American painter Jackson Pollock is remembered for his abstract-expressionist art and “drip technique.” But researchers who studied his work wanted to take a deeper look at the science behind his art.
What they discovered is that Pollock manipulated fluid dynamics to create his work, whether it was a conscious decision or not, according to a new study. The study published Wednesday in the journal PLOS ONE.
Some of the iconic pieces Pollock created were not created with a brush, but by pouring paint with the aid of a stick to create overlapping strands and filaments of color. And those pieces are lacking coiling instability — the noticeable curls and coils created by a fluid when it’s poured.

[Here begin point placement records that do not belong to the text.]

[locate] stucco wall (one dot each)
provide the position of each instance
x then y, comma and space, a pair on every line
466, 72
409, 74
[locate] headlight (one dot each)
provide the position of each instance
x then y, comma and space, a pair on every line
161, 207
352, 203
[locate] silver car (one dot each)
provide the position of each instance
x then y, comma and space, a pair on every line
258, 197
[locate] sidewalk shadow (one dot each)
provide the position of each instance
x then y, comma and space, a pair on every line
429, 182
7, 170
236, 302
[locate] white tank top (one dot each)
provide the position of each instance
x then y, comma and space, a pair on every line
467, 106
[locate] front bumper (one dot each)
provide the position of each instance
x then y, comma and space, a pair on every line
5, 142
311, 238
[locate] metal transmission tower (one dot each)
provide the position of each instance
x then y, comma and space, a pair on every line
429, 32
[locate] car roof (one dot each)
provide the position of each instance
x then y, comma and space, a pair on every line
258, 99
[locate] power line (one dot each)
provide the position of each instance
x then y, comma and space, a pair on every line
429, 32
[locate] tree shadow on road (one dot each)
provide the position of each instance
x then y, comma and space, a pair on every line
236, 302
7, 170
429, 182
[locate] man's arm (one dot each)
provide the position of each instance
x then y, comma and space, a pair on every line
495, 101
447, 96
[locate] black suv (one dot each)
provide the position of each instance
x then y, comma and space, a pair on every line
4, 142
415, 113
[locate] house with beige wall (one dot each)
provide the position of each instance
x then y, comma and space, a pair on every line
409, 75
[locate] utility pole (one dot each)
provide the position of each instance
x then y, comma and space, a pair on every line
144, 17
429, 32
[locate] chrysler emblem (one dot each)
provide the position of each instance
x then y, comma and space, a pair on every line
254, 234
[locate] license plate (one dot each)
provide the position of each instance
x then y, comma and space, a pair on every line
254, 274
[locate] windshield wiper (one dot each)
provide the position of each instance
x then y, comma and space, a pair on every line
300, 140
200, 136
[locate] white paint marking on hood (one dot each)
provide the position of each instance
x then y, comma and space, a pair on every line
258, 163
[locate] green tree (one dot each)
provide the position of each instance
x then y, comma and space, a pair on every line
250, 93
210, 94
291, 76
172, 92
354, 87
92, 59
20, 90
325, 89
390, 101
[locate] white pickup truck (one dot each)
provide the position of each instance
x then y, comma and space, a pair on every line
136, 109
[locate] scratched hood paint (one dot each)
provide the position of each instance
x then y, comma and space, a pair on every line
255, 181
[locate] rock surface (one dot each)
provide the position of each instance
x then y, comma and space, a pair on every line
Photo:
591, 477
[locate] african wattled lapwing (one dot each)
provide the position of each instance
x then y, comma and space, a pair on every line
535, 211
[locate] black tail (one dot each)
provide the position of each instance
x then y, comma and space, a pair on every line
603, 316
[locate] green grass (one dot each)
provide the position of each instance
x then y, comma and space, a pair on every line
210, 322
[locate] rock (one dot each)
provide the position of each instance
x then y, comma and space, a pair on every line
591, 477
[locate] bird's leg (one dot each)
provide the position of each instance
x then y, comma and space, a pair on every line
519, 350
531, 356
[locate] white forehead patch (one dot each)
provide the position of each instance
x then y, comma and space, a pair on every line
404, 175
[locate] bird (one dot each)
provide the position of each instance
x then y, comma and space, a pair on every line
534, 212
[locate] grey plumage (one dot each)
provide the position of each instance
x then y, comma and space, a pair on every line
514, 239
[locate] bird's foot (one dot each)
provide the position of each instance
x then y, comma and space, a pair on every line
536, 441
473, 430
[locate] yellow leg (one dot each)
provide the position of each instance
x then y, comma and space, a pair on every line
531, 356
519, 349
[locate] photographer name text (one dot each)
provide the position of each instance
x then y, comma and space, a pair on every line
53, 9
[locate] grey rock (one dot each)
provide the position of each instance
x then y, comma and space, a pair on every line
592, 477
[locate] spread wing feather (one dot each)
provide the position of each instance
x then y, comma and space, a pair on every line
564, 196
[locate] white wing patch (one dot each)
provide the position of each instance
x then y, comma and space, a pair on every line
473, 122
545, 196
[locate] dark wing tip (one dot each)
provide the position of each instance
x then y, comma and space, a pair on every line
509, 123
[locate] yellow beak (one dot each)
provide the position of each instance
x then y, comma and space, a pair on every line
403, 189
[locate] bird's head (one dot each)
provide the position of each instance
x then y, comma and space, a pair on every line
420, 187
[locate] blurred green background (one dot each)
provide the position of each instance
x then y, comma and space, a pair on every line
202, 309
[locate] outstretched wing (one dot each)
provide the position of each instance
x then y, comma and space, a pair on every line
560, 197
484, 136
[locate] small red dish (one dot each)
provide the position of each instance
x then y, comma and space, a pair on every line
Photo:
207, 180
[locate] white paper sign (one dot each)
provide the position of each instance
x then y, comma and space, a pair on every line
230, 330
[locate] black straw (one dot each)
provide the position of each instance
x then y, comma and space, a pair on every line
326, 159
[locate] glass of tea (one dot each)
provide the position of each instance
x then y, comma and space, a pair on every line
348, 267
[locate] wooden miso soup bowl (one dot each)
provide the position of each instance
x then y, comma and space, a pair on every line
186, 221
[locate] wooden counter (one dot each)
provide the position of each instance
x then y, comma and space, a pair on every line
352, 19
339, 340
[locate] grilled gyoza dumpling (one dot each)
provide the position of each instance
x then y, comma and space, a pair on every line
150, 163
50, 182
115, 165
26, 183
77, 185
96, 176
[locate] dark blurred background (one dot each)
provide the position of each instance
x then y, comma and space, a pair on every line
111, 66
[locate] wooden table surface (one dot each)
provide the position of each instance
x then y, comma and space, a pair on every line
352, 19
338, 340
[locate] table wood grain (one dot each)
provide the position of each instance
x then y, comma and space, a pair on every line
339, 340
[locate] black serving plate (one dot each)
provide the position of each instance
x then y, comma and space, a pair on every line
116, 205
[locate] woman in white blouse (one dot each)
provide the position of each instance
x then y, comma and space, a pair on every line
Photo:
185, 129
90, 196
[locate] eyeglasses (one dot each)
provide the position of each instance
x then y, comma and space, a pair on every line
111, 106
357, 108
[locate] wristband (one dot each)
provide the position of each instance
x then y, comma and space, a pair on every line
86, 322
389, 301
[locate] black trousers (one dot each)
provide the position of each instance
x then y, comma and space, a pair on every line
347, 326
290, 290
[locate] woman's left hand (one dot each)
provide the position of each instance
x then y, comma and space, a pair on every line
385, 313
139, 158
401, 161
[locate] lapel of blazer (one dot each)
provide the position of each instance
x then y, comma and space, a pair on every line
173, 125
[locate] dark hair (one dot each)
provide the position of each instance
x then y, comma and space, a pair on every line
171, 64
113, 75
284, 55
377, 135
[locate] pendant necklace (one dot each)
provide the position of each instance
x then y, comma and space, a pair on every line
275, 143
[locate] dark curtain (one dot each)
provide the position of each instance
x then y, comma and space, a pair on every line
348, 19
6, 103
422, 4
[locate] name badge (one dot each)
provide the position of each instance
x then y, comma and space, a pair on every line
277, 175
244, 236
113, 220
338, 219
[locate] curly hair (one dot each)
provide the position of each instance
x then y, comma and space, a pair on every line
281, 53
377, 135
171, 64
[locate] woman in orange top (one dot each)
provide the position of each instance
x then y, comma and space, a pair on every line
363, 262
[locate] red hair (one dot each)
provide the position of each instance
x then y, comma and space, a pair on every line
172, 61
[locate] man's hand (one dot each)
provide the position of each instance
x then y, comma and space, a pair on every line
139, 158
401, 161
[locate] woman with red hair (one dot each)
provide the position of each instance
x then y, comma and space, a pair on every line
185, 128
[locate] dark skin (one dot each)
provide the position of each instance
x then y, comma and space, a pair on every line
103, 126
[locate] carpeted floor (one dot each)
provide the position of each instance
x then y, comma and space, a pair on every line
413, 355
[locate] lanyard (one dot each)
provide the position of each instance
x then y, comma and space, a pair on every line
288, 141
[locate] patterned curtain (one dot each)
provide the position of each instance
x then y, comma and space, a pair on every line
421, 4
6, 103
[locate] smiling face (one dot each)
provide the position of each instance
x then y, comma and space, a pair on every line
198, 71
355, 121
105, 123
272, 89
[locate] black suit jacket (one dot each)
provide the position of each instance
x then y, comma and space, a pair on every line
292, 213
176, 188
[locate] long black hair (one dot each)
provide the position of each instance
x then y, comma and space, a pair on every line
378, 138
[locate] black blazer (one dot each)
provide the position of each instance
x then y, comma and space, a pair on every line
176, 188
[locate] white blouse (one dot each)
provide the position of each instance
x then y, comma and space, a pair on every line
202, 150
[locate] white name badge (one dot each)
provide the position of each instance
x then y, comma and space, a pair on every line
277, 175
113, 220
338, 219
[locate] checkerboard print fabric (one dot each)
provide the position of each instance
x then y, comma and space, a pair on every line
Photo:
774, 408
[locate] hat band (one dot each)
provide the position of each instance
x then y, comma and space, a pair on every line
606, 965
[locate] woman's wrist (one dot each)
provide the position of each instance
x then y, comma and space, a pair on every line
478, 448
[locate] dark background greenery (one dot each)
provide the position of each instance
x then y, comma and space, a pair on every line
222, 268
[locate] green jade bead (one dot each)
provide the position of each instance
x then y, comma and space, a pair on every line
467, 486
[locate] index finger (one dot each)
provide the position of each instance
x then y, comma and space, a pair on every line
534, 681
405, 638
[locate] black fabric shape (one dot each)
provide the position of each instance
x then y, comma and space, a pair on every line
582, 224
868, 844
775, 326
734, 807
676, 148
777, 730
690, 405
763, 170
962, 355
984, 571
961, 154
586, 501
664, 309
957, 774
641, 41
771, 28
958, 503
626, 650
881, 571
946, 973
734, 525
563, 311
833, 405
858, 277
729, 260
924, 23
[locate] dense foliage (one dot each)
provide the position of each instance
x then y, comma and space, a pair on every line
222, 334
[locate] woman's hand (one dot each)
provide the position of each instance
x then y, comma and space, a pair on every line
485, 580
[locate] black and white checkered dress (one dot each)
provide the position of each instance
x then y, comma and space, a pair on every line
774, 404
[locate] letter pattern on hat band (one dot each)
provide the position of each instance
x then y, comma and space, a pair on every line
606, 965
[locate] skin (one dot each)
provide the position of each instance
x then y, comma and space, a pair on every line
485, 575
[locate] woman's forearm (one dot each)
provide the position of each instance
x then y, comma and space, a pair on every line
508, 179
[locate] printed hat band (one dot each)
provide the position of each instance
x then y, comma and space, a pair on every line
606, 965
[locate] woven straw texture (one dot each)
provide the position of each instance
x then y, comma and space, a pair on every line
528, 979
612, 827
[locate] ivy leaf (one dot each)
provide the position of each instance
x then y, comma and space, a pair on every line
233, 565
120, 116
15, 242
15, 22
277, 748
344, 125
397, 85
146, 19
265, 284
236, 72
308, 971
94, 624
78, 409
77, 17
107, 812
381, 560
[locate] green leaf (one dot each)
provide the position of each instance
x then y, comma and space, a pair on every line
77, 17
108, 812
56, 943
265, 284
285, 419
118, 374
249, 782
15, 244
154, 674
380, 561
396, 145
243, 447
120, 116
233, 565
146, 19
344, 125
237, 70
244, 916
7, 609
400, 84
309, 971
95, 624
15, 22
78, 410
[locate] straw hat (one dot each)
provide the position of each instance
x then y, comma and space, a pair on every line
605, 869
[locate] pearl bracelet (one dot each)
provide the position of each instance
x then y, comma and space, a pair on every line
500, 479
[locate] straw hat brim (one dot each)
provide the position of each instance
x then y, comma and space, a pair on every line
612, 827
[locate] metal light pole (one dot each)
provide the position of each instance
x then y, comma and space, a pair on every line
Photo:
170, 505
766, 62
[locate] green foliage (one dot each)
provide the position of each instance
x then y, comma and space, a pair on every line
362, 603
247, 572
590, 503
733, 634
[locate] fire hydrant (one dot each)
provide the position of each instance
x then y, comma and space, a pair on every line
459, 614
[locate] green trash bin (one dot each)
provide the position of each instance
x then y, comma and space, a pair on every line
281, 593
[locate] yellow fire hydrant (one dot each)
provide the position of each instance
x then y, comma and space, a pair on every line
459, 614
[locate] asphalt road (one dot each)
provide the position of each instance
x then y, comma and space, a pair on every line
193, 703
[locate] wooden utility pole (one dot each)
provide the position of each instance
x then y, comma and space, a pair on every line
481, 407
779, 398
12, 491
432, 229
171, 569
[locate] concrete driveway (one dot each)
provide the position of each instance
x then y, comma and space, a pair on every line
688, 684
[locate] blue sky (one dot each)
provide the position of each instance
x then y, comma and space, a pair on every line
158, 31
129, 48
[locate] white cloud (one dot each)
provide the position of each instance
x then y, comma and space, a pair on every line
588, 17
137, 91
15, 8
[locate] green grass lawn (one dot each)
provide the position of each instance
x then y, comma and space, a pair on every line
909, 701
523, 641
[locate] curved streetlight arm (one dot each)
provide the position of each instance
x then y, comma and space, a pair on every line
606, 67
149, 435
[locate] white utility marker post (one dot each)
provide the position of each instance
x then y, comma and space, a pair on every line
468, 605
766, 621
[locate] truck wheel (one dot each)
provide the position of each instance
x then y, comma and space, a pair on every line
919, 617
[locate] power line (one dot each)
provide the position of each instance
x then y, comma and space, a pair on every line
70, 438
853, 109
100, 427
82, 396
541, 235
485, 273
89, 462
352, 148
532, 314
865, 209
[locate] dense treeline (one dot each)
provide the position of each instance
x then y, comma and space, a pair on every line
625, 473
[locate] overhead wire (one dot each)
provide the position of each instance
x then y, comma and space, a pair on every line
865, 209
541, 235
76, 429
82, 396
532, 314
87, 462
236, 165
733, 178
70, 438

Pollock would pour the paint on a canvas he positioned across the floor. It’s been referred to as the “drip technique,” but the researchers also said that’s not really an accurate description of what Pollock achieved.
Dripping would have created droplets across his painting, whereas Pollock preferred continuous streams of paint across the canvas.
“Like most painters, Jackson Pollock went through a long process of experimentation in order to perfect his technique,” said Roberto Zenit, senior study author and a professor in Brown’s School of Engineering. “What we were trying to do with this research is figure out what conclusions Pollock reached in order to execute his paintings the way he wanted. Our main finding in this paper was that Pollock’s movements and the properties of his paints were such he avoided this coiling instability.”
The researchers analyzed videos taken of Pollock when he was creating his art, noting the speed of his movements and his distance from the canvas while pouring paint. They recreated his technique , using a syringe to distribute the paint from varying heights above the canvas and changing up the speed.
“We can vary one thing at a time so we can decipher the key elements of the technique,” Zenit said. “For example, we could vary the height from which the paint is poured and keep the speed constant to see how that changes things.”
Pollock was able to avoid coiling instability based on the speed of his hand, a maintained distance from the canvas and the thickness of the paint that was used.
The researchers compared it to other thick liquids, like honey, which tends to curl upward in a stack before spreading.
“What we found is that he moved his hand at a sufficiently high speed and a sufficiently short height such that this coiling would not occur,” Zenit said.
The researchers said this lack of tight curls in Pollock’s work could be used to help identify and authenticate his works.
“I consider myself to be a fluid mechanics messenger,” Zenit said. “This is my excuse to talk science. It’s fascinating to see that painters are really fluid mechanicians, even though they may not know it.”